L'Express : Le président a reconnu, "au nom de la France", que l'avocat nationaliste algérien Ali Boumendjel avait été "torturé puis assassiné" après avoir été "arrêté par l'armée française" en 1957. L'historienne que vous êtes se réjouit-elle de cette décision ?
Sylvie Thénault : Oui, évidemment, car la revendication est ancienne et parce que la famille d'Ali Boumendjel avait demandé et attendait cette reconnaissance. Pour ma part, cependant, je regrette la dimension individuelle de cette déclaration. En 2018, quand Emmanuel Macron reconnaît la torture et l'assassinat du militant communiste Maurice Audin par les soldats français, il évoque également l'existence d'un système répressif qui engage la responsabilité de l'Etat. Il faut redire que les paras à Alger arrêtaient, détenaient et interrogeaient tous ces "suspects" en profitant d'une délégation de pouvoirs tout à fait légale. Ils ont bénéficié des pouvoirs spéciaux votés par le Parlement et que le gouvernement a utilisés pour signer une série de décrets répressifs. Donc l'armée agit dans un cadre légal ! C'est gravissime.
A l'époque, l'évocation de ce système avait donné au propos présidentiel une portée générale en nommant les responsabilités et puis le texte parle de "tous les disparus". Le texte pour Ali Boumendjel ne reprend pas cette généralisation, je trouve cela dommage même si, je veux le redire, c'est une excellente nouvelle pour sa famille.
Les historiens sont nombreux à réclamer depuis de nombreuses années l'ouverture des archives. Emmanuel Macron s'y était engagé en 2018 et il vient, à nouveau, de "dire sa volonté de poursuivre le travail engage? depuis plusieurs années pour recueillir les témoignages et encourager le travail des historiens par l'ouverture des archives", selon le communiqué de presse envoyé par l'Elysée sur la reconnaissance par la France de l'assassinat d'Ali Boumendjel. Où en est-on vraiment ?
C'est précisément la deuxième critique très importante que je formulerais : le président revient sur l'ouverture des archives mais en quoi est-ce crédible ? Il a annoncé en 2018, au nom du "devoir de vérité", une "dérogation générale" pour l'ouverture des archives qui, à ce jour, a donné lieu à deux arrêtés très limités dans leur ampleur.
Un premier arrêté concerne les archives relatives à Maurice Audin. Et un deuxième arrêté concerne une partie des dossiers d'une commission d'enquête : la commission de sauvegarde des droits et libertés individuelles. Alors même que les archives concernant les disparus sont nettement plus nombreuses.
Il y a une contradiction évidente. Mais je dirais presque que cette nouvelle déclaration tombe à pic pour nous, historiens, car cela va nous permettre de rappeler que cette déclaration de 2018 n'a pas donné lieu à la dérogation générale que nous attendions.

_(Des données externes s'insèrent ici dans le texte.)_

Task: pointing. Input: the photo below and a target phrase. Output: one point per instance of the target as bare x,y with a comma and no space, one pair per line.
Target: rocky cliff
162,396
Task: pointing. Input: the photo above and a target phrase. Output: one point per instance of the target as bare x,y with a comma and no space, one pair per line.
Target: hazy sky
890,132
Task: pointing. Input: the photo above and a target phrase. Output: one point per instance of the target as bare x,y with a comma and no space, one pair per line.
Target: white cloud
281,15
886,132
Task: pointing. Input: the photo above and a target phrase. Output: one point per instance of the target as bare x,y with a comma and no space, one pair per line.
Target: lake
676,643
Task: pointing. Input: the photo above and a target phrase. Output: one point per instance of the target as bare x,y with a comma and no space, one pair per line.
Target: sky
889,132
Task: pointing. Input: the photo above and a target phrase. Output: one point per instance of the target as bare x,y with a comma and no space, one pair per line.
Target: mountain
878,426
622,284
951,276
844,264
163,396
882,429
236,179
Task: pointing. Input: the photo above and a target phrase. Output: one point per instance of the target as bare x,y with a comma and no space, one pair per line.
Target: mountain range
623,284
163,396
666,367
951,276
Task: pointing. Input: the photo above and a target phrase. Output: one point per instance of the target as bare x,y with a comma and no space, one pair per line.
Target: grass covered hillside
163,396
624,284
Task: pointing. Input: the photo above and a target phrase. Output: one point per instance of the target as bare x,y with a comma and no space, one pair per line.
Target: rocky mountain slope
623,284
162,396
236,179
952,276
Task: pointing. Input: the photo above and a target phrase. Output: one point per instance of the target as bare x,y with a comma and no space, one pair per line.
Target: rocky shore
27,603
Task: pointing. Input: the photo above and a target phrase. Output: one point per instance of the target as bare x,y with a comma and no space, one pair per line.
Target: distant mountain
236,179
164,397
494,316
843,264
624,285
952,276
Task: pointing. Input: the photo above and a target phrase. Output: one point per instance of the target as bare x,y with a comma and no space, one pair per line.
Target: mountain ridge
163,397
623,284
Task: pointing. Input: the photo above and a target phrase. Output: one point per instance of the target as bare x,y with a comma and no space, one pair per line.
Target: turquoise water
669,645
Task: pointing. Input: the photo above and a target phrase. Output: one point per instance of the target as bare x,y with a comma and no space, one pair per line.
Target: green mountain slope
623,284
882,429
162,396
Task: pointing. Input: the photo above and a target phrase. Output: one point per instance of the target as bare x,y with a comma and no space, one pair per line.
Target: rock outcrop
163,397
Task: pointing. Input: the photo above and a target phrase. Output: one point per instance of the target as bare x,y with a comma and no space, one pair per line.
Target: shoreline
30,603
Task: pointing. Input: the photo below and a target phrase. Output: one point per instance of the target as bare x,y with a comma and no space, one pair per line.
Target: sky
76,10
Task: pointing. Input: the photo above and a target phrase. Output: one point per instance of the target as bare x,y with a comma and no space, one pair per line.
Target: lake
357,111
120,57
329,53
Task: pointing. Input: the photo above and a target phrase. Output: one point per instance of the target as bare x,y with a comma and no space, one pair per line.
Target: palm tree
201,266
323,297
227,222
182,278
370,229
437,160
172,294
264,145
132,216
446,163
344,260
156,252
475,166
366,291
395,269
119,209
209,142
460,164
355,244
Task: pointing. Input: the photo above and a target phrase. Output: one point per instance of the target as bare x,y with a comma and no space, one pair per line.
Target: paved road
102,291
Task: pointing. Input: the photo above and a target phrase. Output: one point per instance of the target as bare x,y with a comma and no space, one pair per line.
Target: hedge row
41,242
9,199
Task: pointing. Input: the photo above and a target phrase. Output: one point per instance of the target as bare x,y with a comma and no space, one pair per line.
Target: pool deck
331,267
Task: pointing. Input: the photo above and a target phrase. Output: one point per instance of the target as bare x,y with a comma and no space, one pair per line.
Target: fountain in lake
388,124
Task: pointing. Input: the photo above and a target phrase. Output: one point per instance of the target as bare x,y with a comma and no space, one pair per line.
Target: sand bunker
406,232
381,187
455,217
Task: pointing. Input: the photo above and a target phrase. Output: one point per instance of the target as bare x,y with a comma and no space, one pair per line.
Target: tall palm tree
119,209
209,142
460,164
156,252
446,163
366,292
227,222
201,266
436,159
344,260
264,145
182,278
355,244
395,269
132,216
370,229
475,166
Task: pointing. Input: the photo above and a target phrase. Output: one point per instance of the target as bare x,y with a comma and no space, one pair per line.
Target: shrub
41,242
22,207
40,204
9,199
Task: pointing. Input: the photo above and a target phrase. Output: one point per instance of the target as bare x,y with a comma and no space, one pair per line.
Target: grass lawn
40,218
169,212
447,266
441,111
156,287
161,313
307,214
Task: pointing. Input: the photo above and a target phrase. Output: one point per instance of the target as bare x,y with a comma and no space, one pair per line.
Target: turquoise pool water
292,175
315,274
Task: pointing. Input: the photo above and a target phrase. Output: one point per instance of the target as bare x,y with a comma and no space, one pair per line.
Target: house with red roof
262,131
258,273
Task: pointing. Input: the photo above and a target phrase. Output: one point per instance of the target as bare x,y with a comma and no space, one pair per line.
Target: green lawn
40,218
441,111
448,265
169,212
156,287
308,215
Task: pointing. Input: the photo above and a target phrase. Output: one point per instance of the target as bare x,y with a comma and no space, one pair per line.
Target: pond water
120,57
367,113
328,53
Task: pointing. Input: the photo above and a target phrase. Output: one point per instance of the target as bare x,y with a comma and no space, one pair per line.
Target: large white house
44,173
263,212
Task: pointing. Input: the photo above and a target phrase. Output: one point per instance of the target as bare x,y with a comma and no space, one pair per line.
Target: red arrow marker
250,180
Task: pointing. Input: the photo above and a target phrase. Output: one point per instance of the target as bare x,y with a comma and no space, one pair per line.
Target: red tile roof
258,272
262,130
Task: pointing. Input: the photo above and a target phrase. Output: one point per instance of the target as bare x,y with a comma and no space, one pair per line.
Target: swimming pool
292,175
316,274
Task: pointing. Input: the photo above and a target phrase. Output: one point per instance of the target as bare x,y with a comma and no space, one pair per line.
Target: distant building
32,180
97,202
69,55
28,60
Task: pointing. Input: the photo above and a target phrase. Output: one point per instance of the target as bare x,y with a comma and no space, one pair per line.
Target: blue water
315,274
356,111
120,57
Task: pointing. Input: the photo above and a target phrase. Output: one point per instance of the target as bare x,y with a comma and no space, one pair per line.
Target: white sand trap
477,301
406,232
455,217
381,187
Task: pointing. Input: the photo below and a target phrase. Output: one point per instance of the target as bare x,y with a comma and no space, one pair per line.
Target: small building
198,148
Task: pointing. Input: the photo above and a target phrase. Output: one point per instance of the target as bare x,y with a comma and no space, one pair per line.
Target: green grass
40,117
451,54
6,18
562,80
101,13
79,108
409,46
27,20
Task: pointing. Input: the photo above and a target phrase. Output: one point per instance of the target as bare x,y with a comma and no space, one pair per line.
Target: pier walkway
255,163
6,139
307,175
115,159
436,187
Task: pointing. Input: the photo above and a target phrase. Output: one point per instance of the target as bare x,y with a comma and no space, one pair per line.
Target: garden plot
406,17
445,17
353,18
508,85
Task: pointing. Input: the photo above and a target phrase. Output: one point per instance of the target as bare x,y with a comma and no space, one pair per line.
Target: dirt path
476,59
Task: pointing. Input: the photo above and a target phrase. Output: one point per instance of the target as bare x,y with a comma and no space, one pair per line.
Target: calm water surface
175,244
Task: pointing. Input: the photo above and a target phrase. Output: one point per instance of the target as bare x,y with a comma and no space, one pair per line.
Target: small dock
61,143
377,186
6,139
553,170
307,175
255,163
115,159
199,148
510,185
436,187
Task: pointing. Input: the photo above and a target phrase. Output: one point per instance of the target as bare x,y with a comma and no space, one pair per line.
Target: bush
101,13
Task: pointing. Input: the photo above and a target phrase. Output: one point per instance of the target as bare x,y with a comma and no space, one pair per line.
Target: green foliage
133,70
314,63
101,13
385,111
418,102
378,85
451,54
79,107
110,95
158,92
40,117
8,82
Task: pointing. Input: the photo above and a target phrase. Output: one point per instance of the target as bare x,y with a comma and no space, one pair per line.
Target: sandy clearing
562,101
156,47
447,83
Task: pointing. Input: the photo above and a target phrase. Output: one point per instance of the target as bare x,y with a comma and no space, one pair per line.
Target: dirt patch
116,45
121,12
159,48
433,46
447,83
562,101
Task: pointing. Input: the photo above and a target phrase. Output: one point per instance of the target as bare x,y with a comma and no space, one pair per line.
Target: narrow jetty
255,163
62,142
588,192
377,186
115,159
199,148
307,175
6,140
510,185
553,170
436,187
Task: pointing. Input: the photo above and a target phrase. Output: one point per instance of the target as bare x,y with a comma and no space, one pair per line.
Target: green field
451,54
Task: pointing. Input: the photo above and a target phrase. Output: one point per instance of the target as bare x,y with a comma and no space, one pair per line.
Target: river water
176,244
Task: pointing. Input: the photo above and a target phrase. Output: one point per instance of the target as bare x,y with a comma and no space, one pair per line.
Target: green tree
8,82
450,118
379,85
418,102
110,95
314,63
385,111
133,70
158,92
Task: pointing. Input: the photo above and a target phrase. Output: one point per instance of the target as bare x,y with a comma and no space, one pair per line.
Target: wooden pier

Mais qu'est-ce qui bloque cette ouverture selon vous ?
Il y a des forces contradictoires au sein de l'État. Cela doit s'incarner dans les services de l'Etat voire dans des individus. Tout le monde n'est pas favorable à cette volonté présidentielle d'ouvrir les archives et d'affronter ce passé avec toute la lucidité qu'il requiert. Donc certains multiplient les obstacles. Et ce ne sont pas les archivistes qui ont travaillé et produit un guide numérique sur les archives concernant ces disparus.
Ici, je dois évoquer l'IGI 1300, une instruction générale interministérielle qui réglemente la classification et la déclassification des documents. Pour résumer, jusqu'en 2013, les documents produits par les renseignements généraux et tamponnés "secret" pouvaient être communiqués comme toute autre pièce d'archive, passé un certain délai, fixé par la loi sur les archives. Avec cette fameuse IGI 1300, on impose aux archivistes de demander la déclassification à l'auteur du document classé secret. Les archivistes sont débordés, ils multiplient les procédures. C'est un obstacle à la dérogation générale annoncée en 2018 car pour ouvrir des archives sur les disparus, il faudrait procéder à des déclassifications en masse puisque beaucoup de documents concernant les disparitions ont été classés "secret" à l'époque.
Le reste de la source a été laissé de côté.